Hungary PM Viktor Orban flexes muscles with EU anti-refugee poll

Hungarian Prime Minister Viktor Orban arriving for the press conference after European Union Summit of 27 Heads of State or Government in Bratislava, Slovakia. PHOTO: AFP

BUDAPEST (AFP) - Hungarians looked set to reject the EU's troubled refugee quota plan in a vote Sunday (Oct 2), boosting Prime Minister Viktor Orban's self-styled campaign to defend Europe against the "threat of mass migration".

While there is little doubt that his 'No' camp will comfortably win, the vote could still end in embarrassment for Orban if it fails to reach the required 50-per cent turnout and is deemed invalid.

To avoid this, the right-wing government has led a fierce media offensive urging the eight-million-strong electorate to spurn the EU deal, which seeks to share migrants around the 28-member bloc via mandatory quotas.

Orban warned on Saturday that mass migration was a "threat... to Europe's safe way of life" and that Hungarians had "a duty" to fight the failed "liberal methods" of the "Brussels elite".

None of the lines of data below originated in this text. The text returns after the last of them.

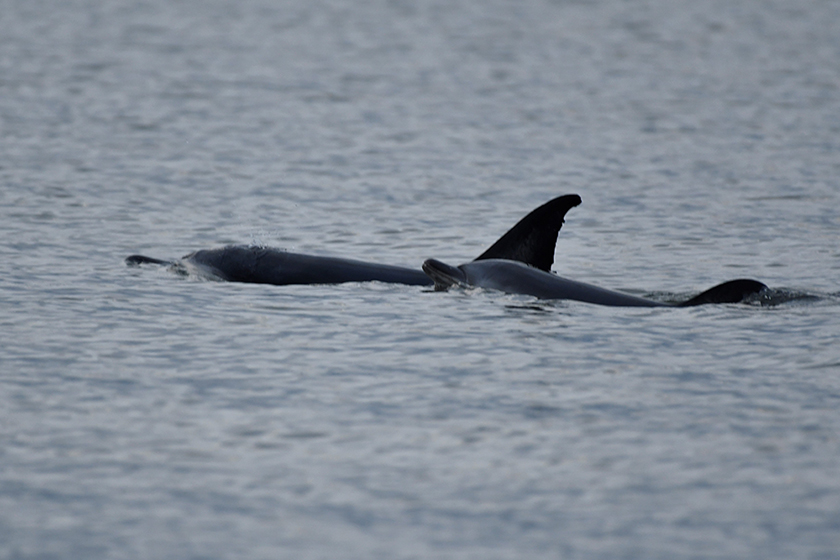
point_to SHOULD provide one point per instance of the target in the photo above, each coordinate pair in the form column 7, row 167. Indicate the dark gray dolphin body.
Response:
column 518, row 278
column 532, row 241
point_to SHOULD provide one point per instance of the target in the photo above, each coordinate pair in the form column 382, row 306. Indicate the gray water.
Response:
column 145, row 414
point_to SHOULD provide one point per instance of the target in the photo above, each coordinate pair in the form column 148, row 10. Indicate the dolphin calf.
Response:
column 531, row 241
column 518, row 278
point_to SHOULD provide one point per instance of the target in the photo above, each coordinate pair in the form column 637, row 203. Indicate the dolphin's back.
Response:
column 263, row 265
column 517, row 278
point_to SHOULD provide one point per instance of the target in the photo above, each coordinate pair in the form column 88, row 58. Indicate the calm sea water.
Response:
column 148, row 415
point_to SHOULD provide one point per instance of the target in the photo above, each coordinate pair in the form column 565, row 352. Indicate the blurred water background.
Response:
column 148, row 415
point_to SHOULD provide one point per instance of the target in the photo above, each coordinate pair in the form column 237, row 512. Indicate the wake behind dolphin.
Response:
column 531, row 241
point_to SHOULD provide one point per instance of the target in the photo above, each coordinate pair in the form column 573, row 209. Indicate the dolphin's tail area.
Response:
column 533, row 239
column 734, row 291
column 137, row 260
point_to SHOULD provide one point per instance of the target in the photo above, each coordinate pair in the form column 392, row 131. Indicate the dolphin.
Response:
column 518, row 278
column 531, row 241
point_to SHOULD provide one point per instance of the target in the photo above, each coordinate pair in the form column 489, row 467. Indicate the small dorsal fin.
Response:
column 734, row 291
column 533, row 239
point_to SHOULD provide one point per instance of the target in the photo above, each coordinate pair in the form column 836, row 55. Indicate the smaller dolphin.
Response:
column 518, row 278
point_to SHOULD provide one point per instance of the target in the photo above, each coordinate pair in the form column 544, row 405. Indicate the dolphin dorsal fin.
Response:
column 533, row 239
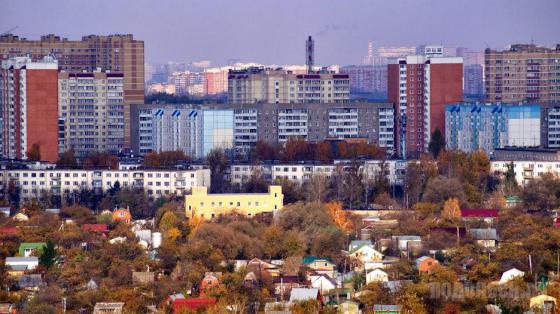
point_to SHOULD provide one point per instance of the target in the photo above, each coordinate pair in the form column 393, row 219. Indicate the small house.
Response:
column 305, row 294
column 122, row 215
column 376, row 275
column 426, row 264
column 27, row 249
column 511, row 274
column 192, row 304
column 108, row 308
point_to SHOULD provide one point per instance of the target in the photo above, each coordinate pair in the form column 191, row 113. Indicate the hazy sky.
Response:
column 270, row 31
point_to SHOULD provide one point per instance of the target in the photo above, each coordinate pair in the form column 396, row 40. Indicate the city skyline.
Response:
column 195, row 30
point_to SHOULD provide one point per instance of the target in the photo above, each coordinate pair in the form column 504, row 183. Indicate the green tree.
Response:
column 437, row 143
column 49, row 256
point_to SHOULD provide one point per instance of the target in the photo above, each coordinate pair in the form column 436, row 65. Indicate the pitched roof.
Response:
column 94, row 227
column 311, row 259
column 479, row 213
column 484, row 234
column 192, row 303
column 304, row 294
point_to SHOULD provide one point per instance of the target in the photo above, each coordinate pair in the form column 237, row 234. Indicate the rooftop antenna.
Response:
column 309, row 54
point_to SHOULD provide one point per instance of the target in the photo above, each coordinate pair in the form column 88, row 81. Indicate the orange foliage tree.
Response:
column 339, row 216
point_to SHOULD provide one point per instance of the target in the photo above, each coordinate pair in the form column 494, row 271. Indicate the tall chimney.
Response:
column 309, row 54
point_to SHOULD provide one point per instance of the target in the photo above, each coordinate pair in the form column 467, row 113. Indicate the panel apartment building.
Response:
column 470, row 127
column 115, row 53
column 524, row 73
column 29, row 107
column 197, row 129
column 420, row 87
column 91, row 111
column 265, row 85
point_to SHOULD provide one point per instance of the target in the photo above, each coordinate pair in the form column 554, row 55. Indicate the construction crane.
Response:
column 9, row 31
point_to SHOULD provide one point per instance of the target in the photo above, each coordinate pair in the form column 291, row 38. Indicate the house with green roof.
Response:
column 27, row 249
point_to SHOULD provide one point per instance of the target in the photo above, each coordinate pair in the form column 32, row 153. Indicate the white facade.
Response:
column 155, row 183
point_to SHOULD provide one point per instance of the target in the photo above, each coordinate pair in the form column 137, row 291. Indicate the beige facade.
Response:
column 91, row 111
column 115, row 53
column 255, row 85
column 523, row 73
column 208, row 206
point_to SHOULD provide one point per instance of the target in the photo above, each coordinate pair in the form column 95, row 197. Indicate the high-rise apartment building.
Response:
column 523, row 73
column 470, row 127
column 115, row 53
column 29, row 95
column 91, row 110
column 254, row 85
column 197, row 129
column 420, row 87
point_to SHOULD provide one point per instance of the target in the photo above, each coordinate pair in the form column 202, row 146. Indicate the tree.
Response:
column 49, row 256
column 437, row 143
column 451, row 209
column 34, row 152
column 218, row 162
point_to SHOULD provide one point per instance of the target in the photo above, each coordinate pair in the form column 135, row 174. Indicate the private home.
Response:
column 192, row 304
column 121, row 215
column 363, row 254
column 263, row 268
column 511, row 274
column 305, row 294
column 488, row 215
column 8, row 308
column 319, row 265
column 94, row 228
column 31, row 282
column 5, row 211
column 542, row 303
column 407, row 244
column 486, row 237
column 426, row 264
column 324, row 283
column 20, row 217
column 27, row 249
column 387, row 309
column 284, row 284
column 209, row 282
column 108, row 308
column 376, row 275
column 354, row 244
column 349, row 307
column 208, row 206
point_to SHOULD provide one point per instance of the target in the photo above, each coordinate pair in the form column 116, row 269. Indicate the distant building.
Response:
column 265, row 85
column 29, row 99
column 207, row 206
column 420, row 87
column 115, row 53
column 470, row 127
column 525, row 73
column 91, row 106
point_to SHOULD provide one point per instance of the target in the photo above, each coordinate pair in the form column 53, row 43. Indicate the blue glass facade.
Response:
column 217, row 130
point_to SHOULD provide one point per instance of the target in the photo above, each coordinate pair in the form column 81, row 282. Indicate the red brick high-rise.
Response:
column 420, row 87
column 29, row 107
column 115, row 53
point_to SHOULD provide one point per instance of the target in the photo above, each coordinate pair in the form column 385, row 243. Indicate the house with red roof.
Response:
column 485, row 214
column 94, row 228
column 192, row 304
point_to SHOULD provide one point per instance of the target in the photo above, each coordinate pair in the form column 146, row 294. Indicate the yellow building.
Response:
column 207, row 206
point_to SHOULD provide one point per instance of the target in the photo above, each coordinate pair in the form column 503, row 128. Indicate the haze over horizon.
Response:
column 274, row 32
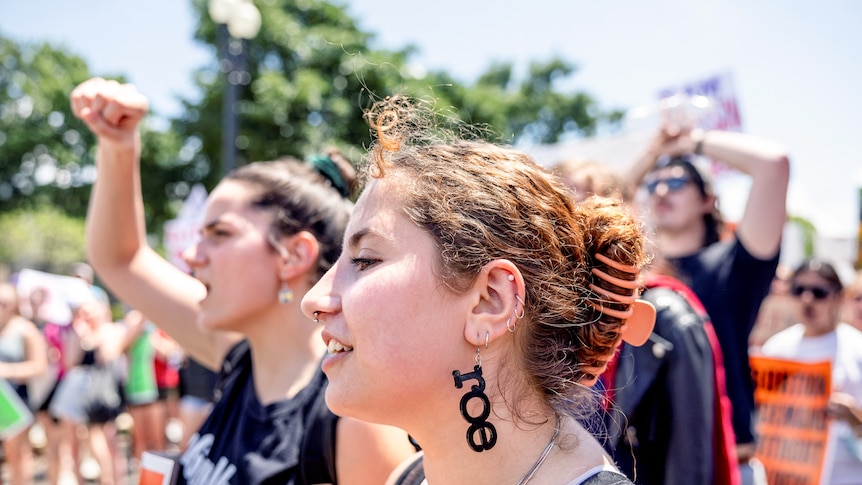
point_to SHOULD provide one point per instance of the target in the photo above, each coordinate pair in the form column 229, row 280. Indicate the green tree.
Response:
column 45, row 239
column 43, row 148
column 311, row 73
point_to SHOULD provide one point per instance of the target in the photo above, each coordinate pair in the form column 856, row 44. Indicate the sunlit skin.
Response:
column 395, row 335
column 854, row 303
column 819, row 316
column 383, row 300
column 235, row 262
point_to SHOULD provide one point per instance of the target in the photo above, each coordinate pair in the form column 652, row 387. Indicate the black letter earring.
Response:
column 487, row 433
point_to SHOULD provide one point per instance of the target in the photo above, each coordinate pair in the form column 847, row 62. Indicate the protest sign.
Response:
column 182, row 232
column 159, row 468
column 15, row 416
column 792, row 423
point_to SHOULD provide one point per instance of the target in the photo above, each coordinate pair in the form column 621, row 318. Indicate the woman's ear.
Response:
column 499, row 307
column 300, row 254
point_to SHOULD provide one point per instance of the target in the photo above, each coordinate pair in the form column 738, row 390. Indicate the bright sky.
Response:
column 796, row 65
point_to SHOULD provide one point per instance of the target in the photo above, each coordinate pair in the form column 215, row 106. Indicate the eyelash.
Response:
column 362, row 263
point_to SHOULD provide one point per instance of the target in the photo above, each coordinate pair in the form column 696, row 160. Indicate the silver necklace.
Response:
column 532, row 471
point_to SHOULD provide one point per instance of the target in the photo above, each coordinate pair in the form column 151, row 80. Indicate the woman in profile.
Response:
column 271, row 229
column 473, row 306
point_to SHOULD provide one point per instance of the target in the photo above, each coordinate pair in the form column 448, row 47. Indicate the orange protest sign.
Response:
column 792, row 423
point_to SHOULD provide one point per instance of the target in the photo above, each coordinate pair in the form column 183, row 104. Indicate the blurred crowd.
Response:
column 190, row 363
column 101, row 390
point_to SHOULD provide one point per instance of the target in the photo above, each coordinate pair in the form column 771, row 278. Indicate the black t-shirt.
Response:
column 731, row 284
column 414, row 474
column 197, row 380
column 244, row 442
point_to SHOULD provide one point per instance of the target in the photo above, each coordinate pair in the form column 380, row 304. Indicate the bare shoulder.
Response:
column 367, row 453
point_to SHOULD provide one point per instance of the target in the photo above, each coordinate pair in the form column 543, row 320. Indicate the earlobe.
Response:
column 300, row 253
column 499, row 304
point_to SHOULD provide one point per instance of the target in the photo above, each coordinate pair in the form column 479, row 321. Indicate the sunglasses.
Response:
column 817, row 292
column 673, row 184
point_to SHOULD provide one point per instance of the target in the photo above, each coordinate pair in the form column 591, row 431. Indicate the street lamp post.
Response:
column 238, row 21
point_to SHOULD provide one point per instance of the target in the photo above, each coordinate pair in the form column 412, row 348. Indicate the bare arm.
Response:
column 765, row 161
column 768, row 165
column 116, row 237
column 366, row 454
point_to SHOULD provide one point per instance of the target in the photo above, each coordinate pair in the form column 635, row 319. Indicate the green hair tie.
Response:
column 329, row 170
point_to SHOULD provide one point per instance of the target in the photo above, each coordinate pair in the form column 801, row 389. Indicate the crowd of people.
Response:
column 473, row 317
column 83, row 378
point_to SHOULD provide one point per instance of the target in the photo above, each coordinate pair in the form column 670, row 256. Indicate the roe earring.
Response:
column 285, row 294
column 481, row 435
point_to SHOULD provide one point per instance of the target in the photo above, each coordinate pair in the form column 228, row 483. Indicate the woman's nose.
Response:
column 192, row 256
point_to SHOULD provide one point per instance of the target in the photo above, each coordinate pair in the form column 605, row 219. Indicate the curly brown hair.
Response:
column 480, row 202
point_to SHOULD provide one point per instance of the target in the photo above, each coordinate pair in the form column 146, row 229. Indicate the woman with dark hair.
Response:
column 271, row 229
column 820, row 336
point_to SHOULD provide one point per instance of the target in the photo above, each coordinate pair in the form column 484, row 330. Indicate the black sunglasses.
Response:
column 673, row 184
column 817, row 292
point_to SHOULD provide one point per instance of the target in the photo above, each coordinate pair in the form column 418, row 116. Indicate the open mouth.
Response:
column 335, row 347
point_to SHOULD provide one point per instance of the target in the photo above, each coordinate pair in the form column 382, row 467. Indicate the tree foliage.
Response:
column 45, row 239
column 312, row 73
column 309, row 75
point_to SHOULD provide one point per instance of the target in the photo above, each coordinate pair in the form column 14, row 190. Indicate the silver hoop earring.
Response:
column 285, row 294
column 523, row 307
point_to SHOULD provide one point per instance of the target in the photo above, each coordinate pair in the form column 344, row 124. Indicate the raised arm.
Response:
column 116, row 236
column 765, row 161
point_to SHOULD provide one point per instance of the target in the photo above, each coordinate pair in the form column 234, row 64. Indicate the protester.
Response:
column 58, row 446
column 142, row 393
column 665, row 422
column 85, row 272
column 167, row 359
column 730, row 275
column 466, row 277
column 777, row 311
column 271, row 229
column 90, row 394
column 820, row 336
column 197, row 386
column 22, row 356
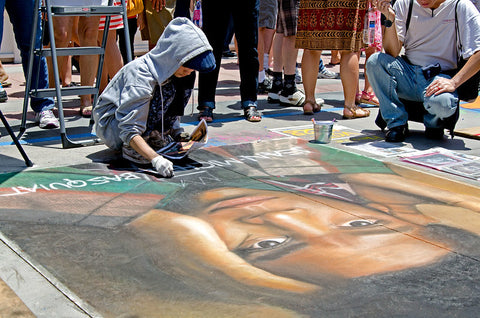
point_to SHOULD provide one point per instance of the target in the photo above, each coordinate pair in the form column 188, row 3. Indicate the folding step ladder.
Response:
column 59, row 91
column 15, row 140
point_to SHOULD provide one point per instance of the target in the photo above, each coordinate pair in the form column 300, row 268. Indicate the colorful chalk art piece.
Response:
column 282, row 228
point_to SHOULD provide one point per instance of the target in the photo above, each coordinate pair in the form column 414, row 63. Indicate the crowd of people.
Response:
column 415, row 66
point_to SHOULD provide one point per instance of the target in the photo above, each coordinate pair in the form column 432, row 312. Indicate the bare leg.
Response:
column 310, row 62
column 349, row 76
column 335, row 57
column 290, row 54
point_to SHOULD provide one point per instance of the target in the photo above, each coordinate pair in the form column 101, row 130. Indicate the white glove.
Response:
column 163, row 166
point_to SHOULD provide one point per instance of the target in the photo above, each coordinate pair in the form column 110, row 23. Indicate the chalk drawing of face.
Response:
column 304, row 238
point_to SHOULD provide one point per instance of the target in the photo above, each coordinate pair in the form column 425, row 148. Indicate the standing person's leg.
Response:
column 349, row 76
column 246, row 31
column 310, row 61
column 87, row 35
column 267, row 19
column 63, row 34
column 21, row 15
column 277, row 85
column 132, row 29
column 215, row 21
column 3, row 93
column 228, row 39
column 367, row 96
column 334, row 57
column 287, row 26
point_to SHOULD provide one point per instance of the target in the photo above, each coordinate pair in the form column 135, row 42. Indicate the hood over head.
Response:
column 180, row 42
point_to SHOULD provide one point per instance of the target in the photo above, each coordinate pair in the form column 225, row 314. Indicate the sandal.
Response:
column 206, row 114
column 314, row 107
column 358, row 98
column 252, row 114
column 355, row 112
column 369, row 98
column 86, row 111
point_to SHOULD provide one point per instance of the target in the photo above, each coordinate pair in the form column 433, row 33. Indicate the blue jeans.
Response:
column 216, row 15
column 393, row 78
column 21, row 15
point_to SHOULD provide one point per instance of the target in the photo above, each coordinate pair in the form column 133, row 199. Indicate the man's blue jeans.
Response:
column 216, row 15
column 21, row 15
column 393, row 78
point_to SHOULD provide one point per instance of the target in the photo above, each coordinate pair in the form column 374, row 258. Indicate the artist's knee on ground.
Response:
column 442, row 105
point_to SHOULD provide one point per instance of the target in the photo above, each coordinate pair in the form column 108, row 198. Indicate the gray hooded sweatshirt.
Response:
column 122, row 109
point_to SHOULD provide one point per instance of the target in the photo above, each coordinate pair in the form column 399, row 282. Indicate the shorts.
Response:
column 267, row 16
column 287, row 17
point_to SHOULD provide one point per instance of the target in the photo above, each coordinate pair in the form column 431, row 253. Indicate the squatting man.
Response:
column 430, row 43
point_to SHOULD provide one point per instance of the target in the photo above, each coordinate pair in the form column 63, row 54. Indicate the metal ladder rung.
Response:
column 87, row 10
column 66, row 91
column 59, row 91
column 85, row 50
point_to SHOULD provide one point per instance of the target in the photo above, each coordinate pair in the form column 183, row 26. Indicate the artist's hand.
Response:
column 440, row 85
column 163, row 166
column 158, row 5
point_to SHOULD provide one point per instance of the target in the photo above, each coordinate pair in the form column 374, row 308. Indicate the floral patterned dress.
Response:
column 331, row 24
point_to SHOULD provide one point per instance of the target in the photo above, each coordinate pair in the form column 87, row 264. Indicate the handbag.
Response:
column 469, row 89
column 134, row 7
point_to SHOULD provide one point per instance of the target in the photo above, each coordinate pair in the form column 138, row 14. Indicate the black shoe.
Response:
column 434, row 133
column 265, row 86
column 397, row 134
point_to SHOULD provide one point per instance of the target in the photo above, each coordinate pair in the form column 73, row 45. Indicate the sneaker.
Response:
column 434, row 133
column 295, row 99
column 265, row 86
column 324, row 73
column 3, row 94
column 46, row 119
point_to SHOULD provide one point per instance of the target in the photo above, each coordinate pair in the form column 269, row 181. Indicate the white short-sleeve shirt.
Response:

"We can send a message to each European... telling them that it depends on us, European citizens, to bring the EU back to reason, with common effort, or let it disintegrate," he wrote in the Magyar Idok newspaper.

The EU proposal - spearheaded by Germany and approved by most EU countries last year - is aimed at easing pressure on Italy and Greece, the bloc's main entry points for hundreds of thousands of people fleeing war in Syria.

But implementation has been slow, as eastern and central European nations remain vehemently opposed to the plan.

Hungary has not accepted a single refugee allocated under the scheme and instead joined Slovakia in filing a legal challenge against it.

The referendum threatens to further split the quarrelling bloc, already weakened by its worst migration crisis since 1945 and Britain's decision in June to leave the union.

"If referendums are going to be organised on every decision of the Council of Ministers and the European Parliament, legal security is in danger," EU President Jean-Claude Juncker warned in late July.

As anti-migrant parties surge in popularity across the continent, Orban has emerged as the populist standard-bearer of those opposed to German Chancellor Angela Merkel's "open-door" policy.

Sunday's poll will ask voters: "Do you want the EU to be able to mandate the obligatory resettlement of non-Hungarian citizens into Hungary even without the approval of the National Assembly?"

Opposition parties and rights groups held protests ahead of the vote, accusing Orban of whipping up xenophobia despite the lack of asylum-seekers in the country.

"This referendum is an effort to mobilise fear and hatred," economist Tamas Bauer told AFP at a rally in Budapest on Friday.

According to a poll published by the Publicus Institute on Saturday, only 46 per cent of 1,000 participants said they would vote, down from 54 per cent last month.

However, the government has already downplayed the consequences of low participation, with Orban insisting the turnout had "no political significance".

"If there are more 'No' than 'Yes' votes, that means that Hungarians do not accept the rule that the EU bureaucrats want to impose on us," he said Friday.

Analysts say the referendum provides a testing ground for the scheduled 2018 general election, in which immigration will be a key issue.

"The referendum is about making sure that 2016 is also about migration in Hungarian politics," expert Andras Biro-Nagy told AFP.

More than 400,000 refugees, mainly fleeing war in Syria, trekked through Hungary toward northern Europe in 2015 before Hungary sealed off the southern borders with razor wire and brought in tough anti-migrant laws, reducing the flow to a trickle.

Other countries on the so-called Balkan migrant trail followed suit, shutting the route and leading to some 60,000 migrants currently stuck in Greece.

The EU said last week it hoped to relocate half of them by the end of next year.

A deal struck in March with Ankara to halt the influx also looks shaky in the wake of a coup attempt in Turkey in July.